Persistent objects

Sun Dec 12 04:54:28 EST 2004

I've had this recurring half-baked desire for long enough that I
thought I'd post about it, even though I don't have any concrete
proposals and the whole idea is fraught with hazards.

Basically I wish there was a way to have persistent in-memory objects
in a Python app, maybe a multi-process one.  So you could have a
persistent dictionary d, and if you say 
   d[x] = Frob(foo=9, bar=23)
that creates a Frob instance and stores it in d[x].  Then if you
exit the app and restart it later, there'd be a way to bring d back
into the process and have that Frob instance be there.

Please don't suggest using a pickle or shelve; I know about those
already.  I'm after something higher-performance.  Basically d would
live in a region of memory that could be mmap'd to a disk file as well
as shared with other processes.  One d was rooted into that region,
any entries created in it would also be in that region, and any
objects assigned to the entries would also get moved to that region.

There'd probably have to be a way to lock the region for update, using
semaphores.  Ordinary subscript assignments would lock automatically,
but there might be times when you want to update several structures in
a single transaction.

A thing like this could save a heck of a lot of SQL traffic in a busy
server app.  There are all kinds of bogus limitations you see on web
sites, where you can't see more than 10 items per html page or
whatever, because they didn't want loading a page to cause too many
database hits.  With the in-memory approach, all that data could be
right there in the process, no TCP messages needed and no context
switches needed, just ordinary in-memory dictionary references.  Lots
of machines now have multi-GB of physical memory which is enough to
hold all the stuff from all but the largest sites.  A site like
Slashdot, for example, might get 100,000 logins and 10,000 message
posts per day.  At a 1k bytes per login (way too much) and 10k bytes
per message post (also way too much), that's still just 200 megabytes
for a full day of activity.  Even a low-end laptop these days comes
with more ram than that, and multi-GB workstations are no big deal any
more.  Occasionally someone might look at a several-day-old thread and
that might cause some disk traffic, but even that can be left in
memory (the paging system can handle it).

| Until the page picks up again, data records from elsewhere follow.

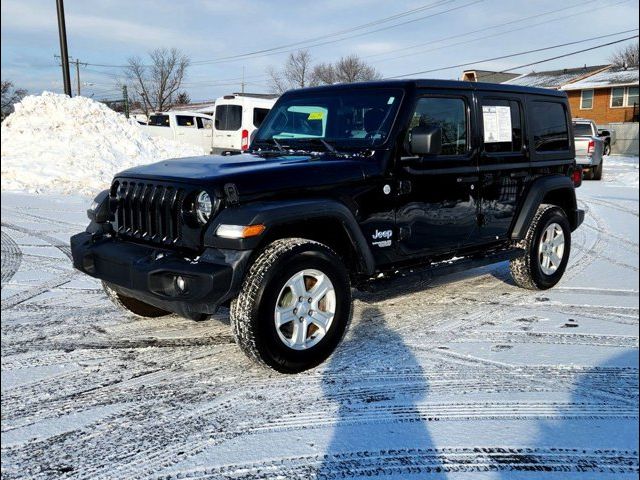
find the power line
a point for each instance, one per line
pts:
(525, 27)
(279, 49)
(525, 53)
(328, 42)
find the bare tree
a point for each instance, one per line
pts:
(296, 72)
(156, 84)
(10, 95)
(352, 69)
(626, 56)
(183, 98)
(323, 74)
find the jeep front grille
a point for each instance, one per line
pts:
(147, 211)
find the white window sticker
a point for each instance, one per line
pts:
(497, 124)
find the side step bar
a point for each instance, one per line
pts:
(444, 267)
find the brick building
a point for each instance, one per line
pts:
(609, 96)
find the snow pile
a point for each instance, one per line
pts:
(53, 143)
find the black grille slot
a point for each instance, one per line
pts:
(148, 211)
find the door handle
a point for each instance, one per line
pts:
(467, 179)
(518, 174)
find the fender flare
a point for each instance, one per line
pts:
(278, 213)
(538, 190)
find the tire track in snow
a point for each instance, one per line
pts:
(11, 257)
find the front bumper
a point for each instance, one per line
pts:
(149, 274)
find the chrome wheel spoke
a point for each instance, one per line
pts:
(299, 334)
(302, 316)
(297, 286)
(284, 315)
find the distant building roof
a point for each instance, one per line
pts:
(613, 77)
(555, 78)
(487, 76)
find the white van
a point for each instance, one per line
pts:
(237, 117)
(183, 126)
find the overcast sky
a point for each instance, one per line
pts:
(439, 32)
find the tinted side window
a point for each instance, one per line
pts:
(259, 114)
(204, 123)
(502, 124)
(550, 128)
(184, 121)
(450, 114)
(159, 120)
(228, 117)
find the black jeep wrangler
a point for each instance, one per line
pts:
(340, 184)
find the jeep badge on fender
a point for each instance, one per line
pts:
(435, 172)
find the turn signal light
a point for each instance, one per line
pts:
(240, 231)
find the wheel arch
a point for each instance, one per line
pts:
(555, 190)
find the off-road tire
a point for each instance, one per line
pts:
(138, 308)
(526, 270)
(252, 312)
(597, 171)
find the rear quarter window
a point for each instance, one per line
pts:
(228, 117)
(550, 126)
(159, 120)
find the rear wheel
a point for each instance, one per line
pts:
(294, 305)
(597, 171)
(546, 246)
(133, 305)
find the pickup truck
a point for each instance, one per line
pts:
(186, 127)
(589, 148)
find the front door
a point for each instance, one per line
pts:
(438, 209)
(504, 163)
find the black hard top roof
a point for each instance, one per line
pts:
(437, 84)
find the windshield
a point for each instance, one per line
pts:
(582, 129)
(357, 118)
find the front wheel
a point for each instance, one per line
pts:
(546, 250)
(294, 305)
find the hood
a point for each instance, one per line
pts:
(253, 173)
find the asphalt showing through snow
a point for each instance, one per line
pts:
(464, 376)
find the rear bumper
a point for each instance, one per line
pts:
(149, 274)
(587, 161)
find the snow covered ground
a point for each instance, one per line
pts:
(462, 377)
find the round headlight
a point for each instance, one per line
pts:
(203, 207)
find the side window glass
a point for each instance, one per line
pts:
(550, 128)
(259, 114)
(450, 114)
(502, 125)
(204, 122)
(159, 120)
(184, 121)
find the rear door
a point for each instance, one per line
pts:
(504, 162)
(227, 126)
(187, 131)
(205, 129)
(437, 210)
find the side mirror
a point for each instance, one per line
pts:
(425, 140)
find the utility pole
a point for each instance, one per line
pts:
(125, 99)
(64, 54)
(77, 63)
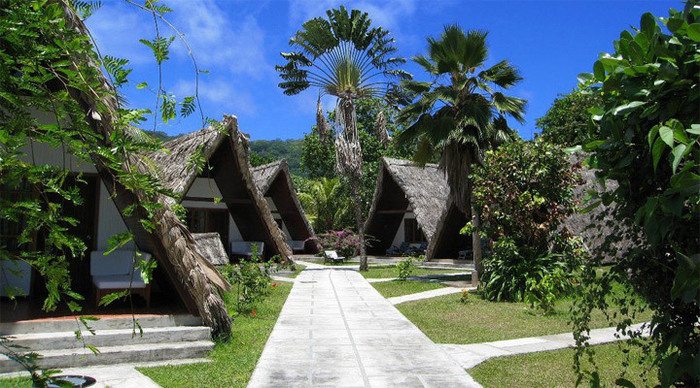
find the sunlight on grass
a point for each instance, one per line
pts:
(233, 362)
(398, 288)
(555, 369)
(446, 320)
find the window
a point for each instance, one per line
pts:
(412, 231)
(209, 221)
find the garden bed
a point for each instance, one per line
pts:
(555, 369)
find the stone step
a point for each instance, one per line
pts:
(52, 325)
(109, 337)
(108, 355)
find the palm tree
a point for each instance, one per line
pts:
(343, 56)
(461, 112)
(324, 203)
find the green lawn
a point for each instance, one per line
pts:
(555, 369)
(392, 272)
(398, 288)
(297, 270)
(446, 320)
(233, 362)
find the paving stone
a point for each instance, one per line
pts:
(339, 331)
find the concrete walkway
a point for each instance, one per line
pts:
(335, 330)
(469, 356)
(426, 294)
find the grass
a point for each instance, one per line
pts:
(446, 320)
(555, 369)
(297, 270)
(233, 362)
(398, 288)
(392, 272)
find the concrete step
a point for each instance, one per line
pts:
(53, 325)
(108, 355)
(110, 337)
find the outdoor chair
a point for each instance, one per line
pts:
(296, 245)
(332, 257)
(245, 248)
(115, 272)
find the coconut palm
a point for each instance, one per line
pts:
(461, 112)
(343, 56)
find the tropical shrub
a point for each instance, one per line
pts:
(524, 192)
(567, 122)
(345, 242)
(406, 268)
(251, 279)
(648, 143)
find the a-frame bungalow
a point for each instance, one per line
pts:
(222, 197)
(408, 212)
(274, 182)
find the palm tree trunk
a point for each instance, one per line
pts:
(349, 164)
(476, 245)
(359, 219)
(175, 249)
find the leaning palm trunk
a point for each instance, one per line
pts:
(174, 246)
(348, 153)
(457, 161)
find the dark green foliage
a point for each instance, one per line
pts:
(463, 110)
(648, 142)
(251, 279)
(568, 121)
(524, 192)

On the other hand, there'd either have to be interpreter hair to
separate the persistent objects from the non-persistent ones, or else
make everything persistent and then have some way to keep processes
sharing memory from stepping on each other.  Maybe the abstraction
machinery in PyPy can make this easy.

Well, as you can see, this idea leaves a lot of details not yet
thought out.  But it's alluring enough that I thought I'd ask if
anyone else sees something to pursue here.